Facial PWS on the lips can cause significant hypertrophy leading to unsightly and disfiguring enlargement of the lips. Early referral to the plastic surgeon is recommended for debulking procedure.

Klippel Trenaunay syndrome

An extensive Port Wine Stain capillary malformation on the limbs may cause excessive growth of the soft tissue and bony hypertrophy causing an overgrowth syndrome of that limb. This can become significantly enlarged and can be associated with severe varicosities, thrombotic episodes, thrombophlebitis with venous stasis. These children need a multi-disciplinary approach with orthopaedic team, vascular surgeon and anyone else that may need to be involved in their care.

Proteus syndrome

This was first described by Weidamann et al in 1983 as a congenital condition which comprises of a number of abnormalities present from birth although some will become apparent as the child gets older. There is overgrowth and enlargement of soft tissue and bone affecting the involved limb. Most often it involves hands and feet. Other parts of the body can also be involved and present with large lipomatous lesions, capillary malformation, sebaceous naevus and hamartomas involving the feet. Co-ordinated multidisciplinary team specialists care is necessary for the wellbeing of the child and the family.

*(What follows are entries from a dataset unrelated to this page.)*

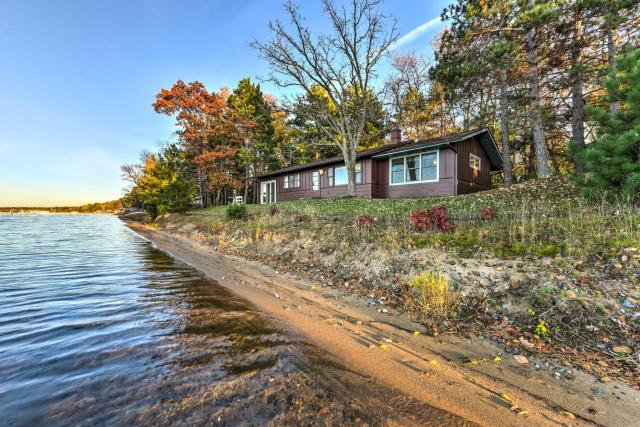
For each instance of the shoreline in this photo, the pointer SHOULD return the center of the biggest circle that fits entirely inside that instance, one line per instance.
(461, 376)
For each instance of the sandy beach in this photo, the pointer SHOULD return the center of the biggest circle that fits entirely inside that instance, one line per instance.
(467, 377)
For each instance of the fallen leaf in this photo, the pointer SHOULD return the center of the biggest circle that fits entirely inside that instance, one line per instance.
(506, 397)
(323, 411)
(566, 414)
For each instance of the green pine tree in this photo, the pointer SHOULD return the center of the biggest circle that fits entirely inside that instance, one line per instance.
(612, 161)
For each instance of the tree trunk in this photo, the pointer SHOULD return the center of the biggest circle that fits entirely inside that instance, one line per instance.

Cutis Marmorata Telangiectatica Congenita (CMTC)

This is a rare condition present from birth and characterised by a distinctive reticulate patterning as a livid reticulate mottling of the skin. It involves circumscribed segments of the skin as a marbled appearance usually on the limb but it can be wide spread. CMTC is darker, sharply delineated and segmental and may be associated with other medical problems. CMTC macrocephaly is a rare entity where it is important to monitor the head circumference of the child and refer on to the specialist centre for further review and management.

Venous and lymphatic malformations are uncommon. For more information on their management refer to the Great Ormond Street Hospital website.3


Vascular birthmarks are common in children. It is important to differentiate haemangiomas from port wine stains and from other vascular malformations. Most haemangiomas do not require treatment; however the 20% that require treatment should be treated earlier rather than later. For difficult and challenging haemangiomas expert opinion should be considered. Families should have access to information from their health professionals and from the up-to-date websites. A multi-disciplinary approach is mandatory for the complex vascular birthmarks. For port wine stains psychological, social support and advice on camouflage should be available to help deal with the problems of visual difference and the issues of disfigurement.


1. Wassef M, Blei F, Adams D et al. Vascular Anomalies Classification: Recommendations from the International Society for the Study of Vascular Anomalies. Pediatrics; published online June 8, 2015; doi: 10.1542/peds.2014-3673

2. Maria G, Solman L, Harper J, Syed S B. Propranolol/prednisolone combination for segmental haemangioma treatment in PHACE syndrome. Br J Dermatol 2015. Jan 7.